Dan Wakefield’s “Under the Apple Tree: A World War II Home Front Novel” is a tremendous story about the American home front during the battle.
The story, which takes place in a small Midwestern town, starts on the day the Japanese attack Pearl Harbor. Artie, an 11-year old protagonist, idolizes his older brother, Roy, but is envious that Roy is joining the Marines to fight the Japanese.
Artie decides to help the war effort on the home front as much as he can by buying war bond stamps, collecting metals, finding Japanese spies and watching over Roy’s girlfriend. He does this while engaging in the usual boyhood activities such as school and Boy Scouts. By the end of the book, Artie learns what it means to be a man.
Wakefield displays his skill as a literary craftsman in this novel. Every word pushes Artie one step further toward maturity. The dialogue sparkles as he alternates comic and poignant sections; each character seems real. While reading the book I was magically transported back to that interesting time in American history.
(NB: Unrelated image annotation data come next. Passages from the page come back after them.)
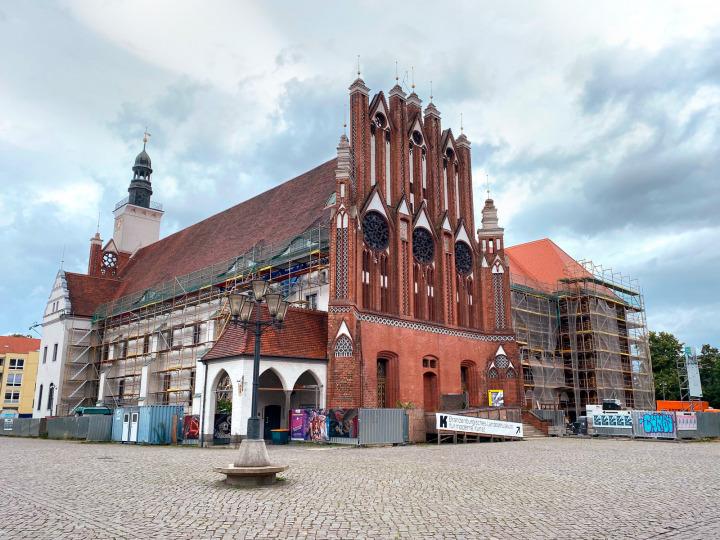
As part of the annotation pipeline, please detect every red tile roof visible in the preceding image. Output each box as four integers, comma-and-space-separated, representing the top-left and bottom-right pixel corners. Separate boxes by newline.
0, 336, 40, 354
203, 308, 328, 360
505, 238, 590, 292
65, 272, 120, 317
115, 159, 337, 298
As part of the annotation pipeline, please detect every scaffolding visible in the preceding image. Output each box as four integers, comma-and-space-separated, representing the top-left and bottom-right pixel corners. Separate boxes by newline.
511, 261, 655, 419
62, 225, 329, 412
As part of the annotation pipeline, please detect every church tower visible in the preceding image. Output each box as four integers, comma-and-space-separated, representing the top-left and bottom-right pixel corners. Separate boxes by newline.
110, 132, 163, 254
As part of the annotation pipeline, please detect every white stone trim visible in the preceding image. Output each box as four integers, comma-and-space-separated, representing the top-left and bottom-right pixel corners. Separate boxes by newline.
365, 191, 388, 219
358, 313, 515, 342
335, 321, 352, 339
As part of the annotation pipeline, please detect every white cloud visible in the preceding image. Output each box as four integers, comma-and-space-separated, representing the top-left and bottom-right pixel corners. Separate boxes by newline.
0, 0, 720, 346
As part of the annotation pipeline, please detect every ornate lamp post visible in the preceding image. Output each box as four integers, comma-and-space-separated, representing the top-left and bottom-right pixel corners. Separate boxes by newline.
216, 280, 289, 485
230, 279, 289, 444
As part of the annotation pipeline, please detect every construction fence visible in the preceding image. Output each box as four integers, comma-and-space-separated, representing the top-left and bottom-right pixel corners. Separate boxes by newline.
511, 261, 655, 420
588, 410, 720, 439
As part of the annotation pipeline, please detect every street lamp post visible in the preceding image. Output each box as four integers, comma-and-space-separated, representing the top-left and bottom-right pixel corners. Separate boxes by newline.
229, 280, 289, 467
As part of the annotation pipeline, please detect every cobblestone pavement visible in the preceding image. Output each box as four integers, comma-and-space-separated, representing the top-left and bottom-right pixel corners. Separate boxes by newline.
0, 437, 720, 539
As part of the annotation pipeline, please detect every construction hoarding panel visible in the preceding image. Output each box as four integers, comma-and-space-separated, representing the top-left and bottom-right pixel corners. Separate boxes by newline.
675, 412, 697, 431
590, 410, 633, 437
435, 413, 523, 438
632, 411, 677, 439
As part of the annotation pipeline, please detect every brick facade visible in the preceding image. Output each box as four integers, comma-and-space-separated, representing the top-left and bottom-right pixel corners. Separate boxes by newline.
327, 78, 521, 410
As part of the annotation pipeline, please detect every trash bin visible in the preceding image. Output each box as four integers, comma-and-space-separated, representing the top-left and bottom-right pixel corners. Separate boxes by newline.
271, 429, 290, 444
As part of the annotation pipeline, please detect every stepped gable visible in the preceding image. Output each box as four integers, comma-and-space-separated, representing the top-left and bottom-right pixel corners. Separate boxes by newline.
203, 307, 328, 360
65, 272, 121, 317
115, 159, 337, 298
505, 238, 590, 293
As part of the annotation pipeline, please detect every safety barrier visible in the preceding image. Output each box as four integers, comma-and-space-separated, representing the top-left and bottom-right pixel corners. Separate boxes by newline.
588, 411, 720, 440
0, 418, 47, 437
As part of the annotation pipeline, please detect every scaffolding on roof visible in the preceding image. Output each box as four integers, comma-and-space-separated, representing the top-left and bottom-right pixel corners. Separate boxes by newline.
61, 225, 329, 413
511, 261, 655, 418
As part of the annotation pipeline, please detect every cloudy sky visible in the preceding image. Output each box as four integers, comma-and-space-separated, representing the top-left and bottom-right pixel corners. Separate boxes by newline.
0, 0, 720, 345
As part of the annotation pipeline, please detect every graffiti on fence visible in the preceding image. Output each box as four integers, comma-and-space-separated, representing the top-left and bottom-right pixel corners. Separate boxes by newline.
641, 413, 675, 433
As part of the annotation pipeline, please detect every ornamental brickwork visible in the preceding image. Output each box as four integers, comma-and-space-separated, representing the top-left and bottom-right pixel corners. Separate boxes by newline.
327, 78, 520, 410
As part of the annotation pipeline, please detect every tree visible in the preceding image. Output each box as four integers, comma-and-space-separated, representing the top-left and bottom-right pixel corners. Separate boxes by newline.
649, 332, 683, 400
698, 345, 720, 409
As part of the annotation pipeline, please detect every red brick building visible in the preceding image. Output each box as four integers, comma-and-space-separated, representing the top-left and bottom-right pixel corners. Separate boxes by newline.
38, 74, 522, 426
327, 78, 519, 410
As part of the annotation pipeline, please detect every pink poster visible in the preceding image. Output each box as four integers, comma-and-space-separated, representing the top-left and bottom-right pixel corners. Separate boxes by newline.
290, 409, 307, 441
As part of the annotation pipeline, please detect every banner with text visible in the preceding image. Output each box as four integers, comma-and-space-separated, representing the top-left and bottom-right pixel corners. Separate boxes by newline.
435, 413, 523, 437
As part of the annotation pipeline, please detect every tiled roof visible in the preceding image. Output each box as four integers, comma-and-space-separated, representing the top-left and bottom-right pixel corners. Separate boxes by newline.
115, 159, 337, 298
65, 272, 120, 317
203, 308, 328, 360
0, 336, 40, 354
505, 238, 590, 292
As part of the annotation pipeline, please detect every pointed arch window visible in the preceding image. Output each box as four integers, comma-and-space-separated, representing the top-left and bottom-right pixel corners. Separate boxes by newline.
379, 253, 390, 312
426, 267, 435, 321
335, 335, 353, 358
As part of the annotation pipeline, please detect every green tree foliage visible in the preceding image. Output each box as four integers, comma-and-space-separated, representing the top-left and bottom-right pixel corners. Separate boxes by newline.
650, 332, 683, 399
698, 345, 720, 409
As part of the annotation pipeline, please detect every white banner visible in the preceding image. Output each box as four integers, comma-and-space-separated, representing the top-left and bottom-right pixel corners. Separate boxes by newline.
593, 411, 632, 429
435, 413, 523, 437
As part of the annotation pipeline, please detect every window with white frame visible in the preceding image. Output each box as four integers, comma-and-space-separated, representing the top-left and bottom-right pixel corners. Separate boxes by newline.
8, 358, 25, 369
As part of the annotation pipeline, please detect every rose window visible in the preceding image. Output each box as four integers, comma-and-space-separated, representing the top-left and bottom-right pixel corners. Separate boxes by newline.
103, 252, 117, 268
413, 227, 435, 264
363, 212, 390, 251
455, 242, 472, 274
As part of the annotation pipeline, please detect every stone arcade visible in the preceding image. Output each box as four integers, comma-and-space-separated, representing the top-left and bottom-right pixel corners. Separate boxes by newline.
36, 73, 522, 440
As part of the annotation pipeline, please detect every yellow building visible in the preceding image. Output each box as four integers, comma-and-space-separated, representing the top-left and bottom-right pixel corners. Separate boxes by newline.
0, 336, 40, 417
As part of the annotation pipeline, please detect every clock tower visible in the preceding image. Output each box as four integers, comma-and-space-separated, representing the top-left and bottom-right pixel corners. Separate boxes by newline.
113, 132, 163, 254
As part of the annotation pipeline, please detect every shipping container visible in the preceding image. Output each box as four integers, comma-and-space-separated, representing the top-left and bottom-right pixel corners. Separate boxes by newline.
137, 405, 185, 444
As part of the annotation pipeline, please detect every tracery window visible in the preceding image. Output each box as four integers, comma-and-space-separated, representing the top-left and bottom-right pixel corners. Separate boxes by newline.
363, 211, 390, 251
455, 241, 472, 275
495, 354, 510, 369
335, 336, 353, 358
413, 227, 435, 264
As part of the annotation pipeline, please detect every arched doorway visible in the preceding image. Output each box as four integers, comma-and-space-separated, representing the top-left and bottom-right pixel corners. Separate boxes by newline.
290, 370, 322, 409
460, 360, 479, 408
423, 371, 437, 412
213, 370, 232, 444
258, 369, 289, 439
377, 358, 388, 409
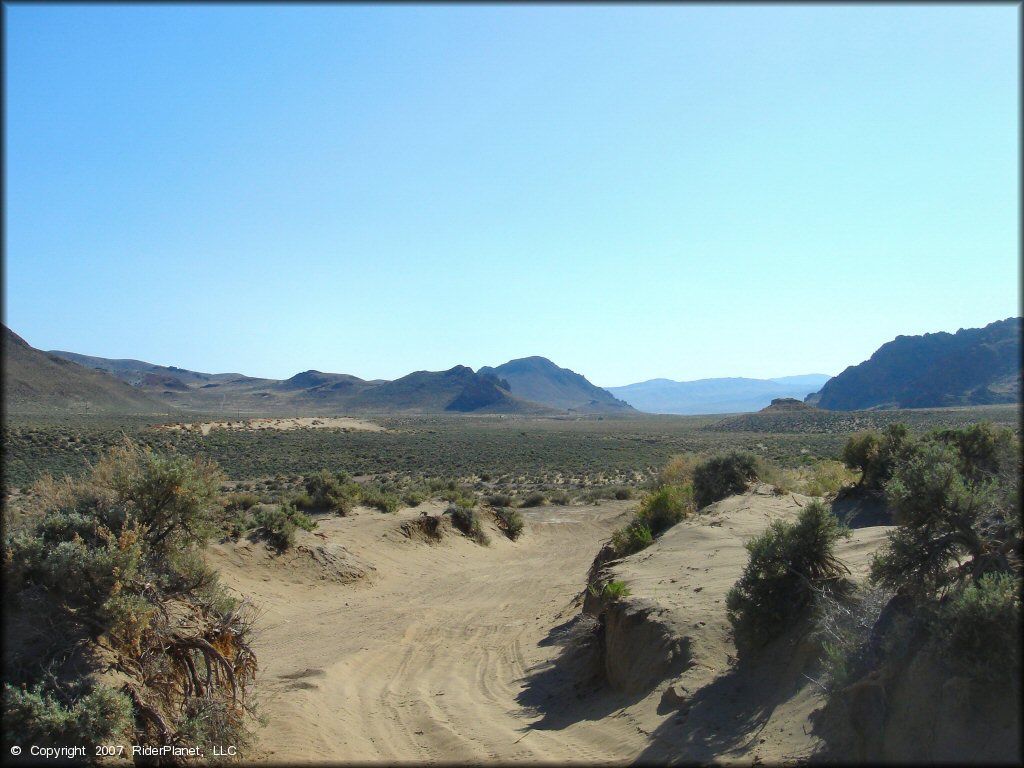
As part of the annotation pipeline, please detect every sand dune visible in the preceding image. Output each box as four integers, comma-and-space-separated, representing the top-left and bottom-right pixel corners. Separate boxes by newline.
210, 497, 892, 763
I hated to put the book down.
Told from the perspective of a preteen/teen in the 1940s, the book touches on issues such as post-traumatic stress syndrome of returning soldiers, the national hysteria about possible German and Japanese spies and societal judgments of people. Wakefield specifically didn’t change these issues to meet current sensibilities.
Although the book takes place in a small rural town in Illinois, it is loosely based on Wakefield’s experiences in Indianapolis during the time period. Republished by Hawthorne Publishing in honor of the 70th anniversary of the conclusion of World War II, the book is lovely. Dawn Marion’s gorgeous drawings compliment the book, and a set of discussion questions at the end adds to the book’s value.
Wakefield will sign copies of the book from 5:30-8:30 p.m. Thursday, Dec. 3, at the Benton House, 312 S. Downey Ave. Bookmamas, 9 Johnson Ave., is selling the book.